Quatre ans plus tard, Max Petitpierre convoque à Genève une conférence internationale dont il assure la présidence. Elle aboutira aux quatre Conventions de Genève de 1949, qui assurent notamment la protection des civils.
Max Petitpierre passera 16 années au sein du gouvernement suisse. Il est reconnu pour son influence sur le développement de la politique de neutralité active, utile au monde, ainsi que le positionnement de Genève comme «capitale de la paix».
Jean Pictet (1914-2002), père du droit humanitaire contemporain
Bras droit du président du CICR Max Huber pendant et après la Seconde Guerre mondiale, Jean Pictet a joué un rôle clé dans le développement et le renouveau du droit international humanitaire, alors fortement discrédité. Dans l’après-guerre, le juriste genevois entreprend les travaux préparatoires qui aboutiront à l’adoption des Conventions de Genève de 1949.
En plus de sa participation à la rédaction de ces textes historiques, Jean Pictet est impliqué dans la négociation de leurs Protocoles additionnels, adoptés en 1977. Ses efforts et sa contribution aux principes fondamentaux de la Croix-Rouge, dont ceux d’humanité, d’impartialité, de neutralité et d’indépendance, lui valent le surnom de «père du droit international humanitaire contemporain».
Au cours de sa longue carrière au CICR, Jean Pictet occupera notamment les postes de directeur général et de vice-président.

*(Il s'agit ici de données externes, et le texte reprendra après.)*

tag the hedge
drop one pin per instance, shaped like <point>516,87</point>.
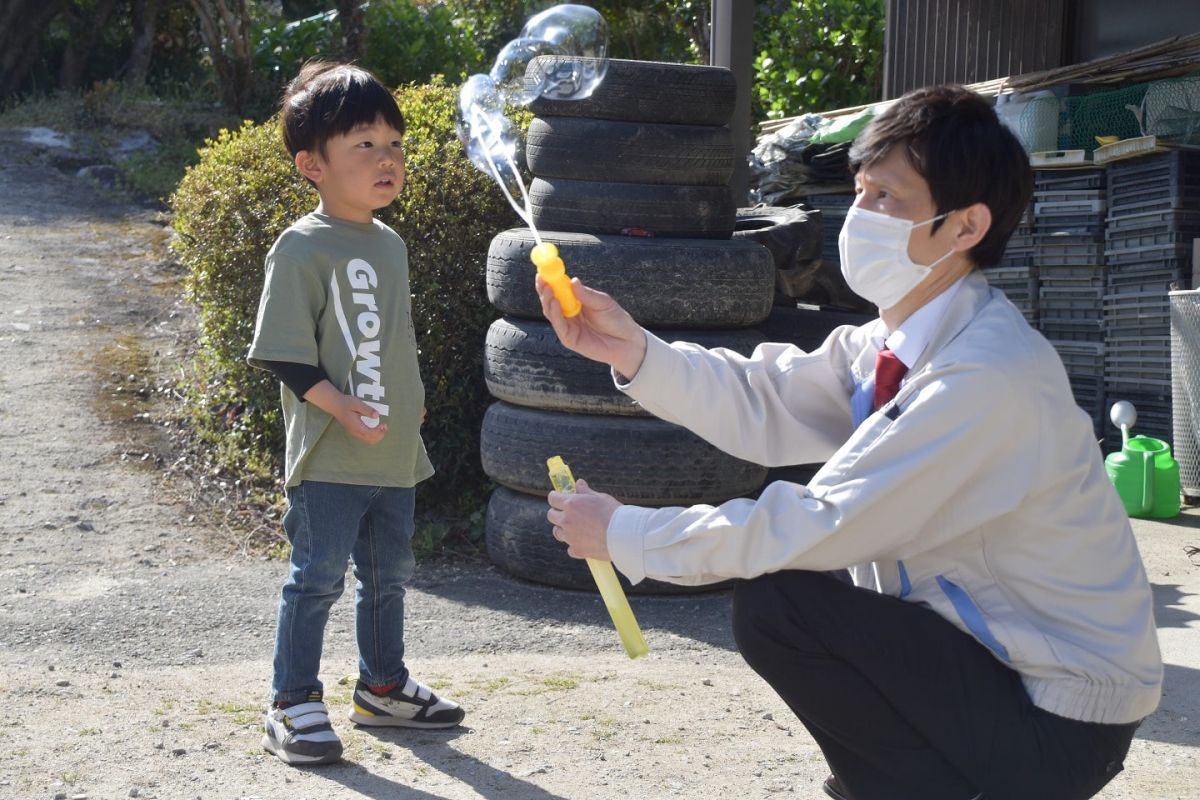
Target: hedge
<point>235,202</point>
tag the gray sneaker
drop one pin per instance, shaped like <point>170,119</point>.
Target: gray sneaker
<point>412,705</point>
<point>301,734</point>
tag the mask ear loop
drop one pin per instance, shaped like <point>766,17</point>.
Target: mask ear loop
<point>931,221</point>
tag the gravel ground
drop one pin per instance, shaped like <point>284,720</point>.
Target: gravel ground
<point>135,642</point>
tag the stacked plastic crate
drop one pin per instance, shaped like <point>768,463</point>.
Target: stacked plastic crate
<point>834,209</point>
<point>1017,275</point>
<point>1069,208</point>
<point>1153,216</point>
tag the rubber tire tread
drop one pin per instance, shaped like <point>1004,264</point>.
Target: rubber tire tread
<point>526,365</point>
<point>629,152</point>
<point>658,209</point>
<point>665,283</point>
<point>520,542</point>
<point>642,461</point>
<point>652,91</point>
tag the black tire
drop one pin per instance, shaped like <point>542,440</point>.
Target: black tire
<point>648,91</point>
<point>520,542</point>
<point>793,236</point>
<point>642,209</point>
<point>643,461</point>
<point>663,282</point>
<point>629,152</point>
<point>526,365</point>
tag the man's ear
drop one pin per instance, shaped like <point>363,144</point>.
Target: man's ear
<point>310,166</point>
<point>975,223</point>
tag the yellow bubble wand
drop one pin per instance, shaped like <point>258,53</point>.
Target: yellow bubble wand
<point>604,575</point>
<point>544,254</point>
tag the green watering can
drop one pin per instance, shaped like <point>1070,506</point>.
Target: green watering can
<point>1145,474</point>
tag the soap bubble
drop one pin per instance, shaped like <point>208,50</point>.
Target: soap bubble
<point>568,30</point>
<point>561,54</point>
<point>576,31</point>
<point>509,71</point>
<point>490,137</point>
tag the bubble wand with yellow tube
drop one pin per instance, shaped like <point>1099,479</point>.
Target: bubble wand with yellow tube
<point>604,575</point>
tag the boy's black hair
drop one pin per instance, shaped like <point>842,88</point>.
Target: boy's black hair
<point>327,100</point>
<point>953,138</point>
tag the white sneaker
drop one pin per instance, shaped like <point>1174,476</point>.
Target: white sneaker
<point>301,734</point>
<point>412,705</point>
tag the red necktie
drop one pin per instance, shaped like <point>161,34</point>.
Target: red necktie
<point>889,371</point>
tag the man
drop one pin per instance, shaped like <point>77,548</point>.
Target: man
<point>1000,637</point>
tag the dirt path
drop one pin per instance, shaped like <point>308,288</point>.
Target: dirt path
<point>135,649</point>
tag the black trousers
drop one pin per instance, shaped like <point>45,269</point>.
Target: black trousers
<point>905,705</point>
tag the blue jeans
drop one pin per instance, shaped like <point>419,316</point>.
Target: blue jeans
<point>328,524</point>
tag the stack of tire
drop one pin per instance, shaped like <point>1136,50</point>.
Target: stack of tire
<point>631,185</point>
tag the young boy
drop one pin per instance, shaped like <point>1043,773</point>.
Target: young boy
<point>335,326</point>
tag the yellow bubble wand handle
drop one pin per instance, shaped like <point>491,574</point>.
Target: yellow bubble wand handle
<point>604,575</point>
<point>553,271</point>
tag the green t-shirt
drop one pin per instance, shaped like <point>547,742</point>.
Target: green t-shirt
<point>336,296</point>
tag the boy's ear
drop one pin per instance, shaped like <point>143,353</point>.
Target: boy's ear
<point>310,166</point>
<point>976,223</point>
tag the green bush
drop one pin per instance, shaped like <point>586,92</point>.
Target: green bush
<point>403,42</point>
<point>237,200</point>
<point>816,55</point>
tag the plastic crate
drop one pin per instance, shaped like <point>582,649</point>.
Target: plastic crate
<point>1143,314</point>
<point>1060,251</point>
<point>1135,282</point>
<point>1068,179</point>
<point>1139,239</point>
<point>1071,330</point>
<point>1075,234</point>
<point>1068,208</point>
<point>1121,258</point>
<point>1170,220</point>
<point>1068,196</point>
<point>1071,276</point>
<point>1157,181</point>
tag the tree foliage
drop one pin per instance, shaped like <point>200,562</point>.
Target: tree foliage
<point>814,55</point>
<point>809,54</point>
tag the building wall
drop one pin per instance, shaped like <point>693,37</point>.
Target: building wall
<point>967,41</point>
<point>1108,26</point>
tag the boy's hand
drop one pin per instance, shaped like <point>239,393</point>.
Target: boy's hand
<point>351,416</point>
<point>348,411</point>
<point>601,331</point>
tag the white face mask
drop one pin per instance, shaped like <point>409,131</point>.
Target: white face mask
<point>874,250</point>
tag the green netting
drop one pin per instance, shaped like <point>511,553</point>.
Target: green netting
<point>1171,109</point>
<point>1111,112</point>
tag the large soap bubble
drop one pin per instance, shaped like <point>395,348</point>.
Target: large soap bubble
<point>579,38</point>
<point>568,30</point>
<point>490,137</point>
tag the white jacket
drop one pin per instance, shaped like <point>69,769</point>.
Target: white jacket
<point>979,492</point>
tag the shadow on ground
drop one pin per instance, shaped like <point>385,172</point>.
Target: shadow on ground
<point>437,752</point>
<point>702,617</point>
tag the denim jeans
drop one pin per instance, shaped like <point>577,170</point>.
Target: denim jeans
<point>328,524</point>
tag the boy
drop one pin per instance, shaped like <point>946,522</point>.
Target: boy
<point>335,314</point>
<point>1000,638</point>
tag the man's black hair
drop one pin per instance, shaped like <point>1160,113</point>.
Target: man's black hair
<point>328,100</point>
<point>953,138</point>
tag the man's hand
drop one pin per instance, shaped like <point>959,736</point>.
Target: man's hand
<point>581,521</point>
<point>348,411</point>
<point>601,331</point>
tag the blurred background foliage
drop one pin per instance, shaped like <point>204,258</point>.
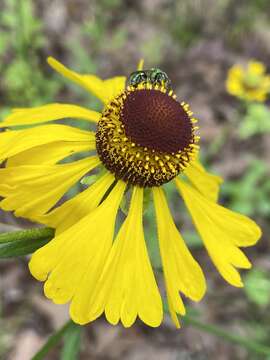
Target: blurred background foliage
<point>196,42</point>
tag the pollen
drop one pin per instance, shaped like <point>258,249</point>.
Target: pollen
<point>145,136</point>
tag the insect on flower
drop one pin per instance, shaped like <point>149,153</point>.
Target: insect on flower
<point>144,138</point>
<point>153,76</point>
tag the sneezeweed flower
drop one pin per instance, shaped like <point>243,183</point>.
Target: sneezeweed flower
<point>249,83</point>
<point>144,139</point>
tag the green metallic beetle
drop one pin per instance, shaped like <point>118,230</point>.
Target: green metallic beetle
<point>154,76</point>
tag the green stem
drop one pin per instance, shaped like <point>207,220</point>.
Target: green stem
<point>29,234</point>
<point>53,340</point>
<point>232,338</point>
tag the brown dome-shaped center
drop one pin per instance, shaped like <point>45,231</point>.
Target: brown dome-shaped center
<point>155,120</point>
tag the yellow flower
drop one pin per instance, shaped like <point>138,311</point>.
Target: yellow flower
<point>251,83</point>
<point>144,138</point>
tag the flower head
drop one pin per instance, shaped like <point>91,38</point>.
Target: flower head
<point>144,138</point>
<point>250,83</point>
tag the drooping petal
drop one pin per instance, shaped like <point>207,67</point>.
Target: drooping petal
<point>70,255</point>
<point>45,113</point>
<point>127,287</point>
<point>32,190</point>
<point>206,183</point>
<point>182,273</point>
<point>15,142</point>
<point>49,155</point>
<point>78,207</point>
<point>223,232</point>
<point>105,90</point>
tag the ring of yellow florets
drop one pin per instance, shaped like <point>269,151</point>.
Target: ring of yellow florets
<point>145,137</point>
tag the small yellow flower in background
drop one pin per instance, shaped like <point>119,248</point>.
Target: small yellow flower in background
<point>144,139</point>
<point>250,83</point>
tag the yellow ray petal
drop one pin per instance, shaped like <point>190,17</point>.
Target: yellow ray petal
<point>33,190</point>
<point>76,208</point>
<point>49,155</point>
<point>222,232</point>
<point>105,90</point>
<point>206,183</point>
<point>72,253</point>
<point>182,273</point>
<point>15,142</point>
<point>127,287</point>
<point>47,113</point>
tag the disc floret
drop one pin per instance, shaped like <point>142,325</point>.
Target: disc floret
<point>145,137</point>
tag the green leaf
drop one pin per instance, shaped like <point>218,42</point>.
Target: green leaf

Élisabeth Decrey Warner (1953-présent), fondatrice de l’Appel de Genève
Physiothérapeute de formation, Élisabeth Decrey Warner milite durant des années pour l’interdiction des mines antipersonnel. En 1997 à Ottawa, lors de la signature d’un traité international les bannissant, cette élue du Grand Conseil genevois réalise qu’il n’est d’aucune utilité quand ce sont des groupes armés – et non des États – qui posent ces engins.
Elle décide alors de fonder l’Appel de Genève. Depuis 2000, cette ONG s’entretient avec des groupes armés pour les sensibiliser et leur enseigner le droit de la guerre. Une mission complémentaire à celle du CICR.
Durant plus de quinze ans à la tête de cette organisation, Élisabeth Decrey Warner a parcouru le monde, de la Colombie à la Syrie, pour tenter de convaincre des groupes rebelles – que de nombreux pays qualifient de terroristes – de prendre des engagements en faveur du droit international humanitaire.
«Si on ne discute qu’avec les gentils, cela ne va pas changer le monde», racontait-elle au TempsLien externe en 2016. Elle a reçu plusieurs distinctions, dont celle d’Officier de la Légion d’honneur (2023) et le Prix de la Fondation pour Genève (2016).
Mirjana Spoljaric Egger (1972-présent), première femme présidente du CICR
Présidente du CICR depuis octobre 2022, Mirjana Spoljaric Egger est la première femme à occuper ce poste au sein de l’organisation vieille de plus 160 ans.
Marquées par les guerres en Ukraine, au Soudan et à Gaza, ses deux premières années de mandat n’ont pas été faciles. La Bâloise a dû défendre la neutralité et le rôle du CICR, de plus en plus souvent incompris, face aux critiques, notamment des gouvernements ukrainien et israélien. Après des années d’expansion, la présidente a dû réduire l’an dernier la voilure de l’organisation, confrontée à une crise budgétaire sans précédent.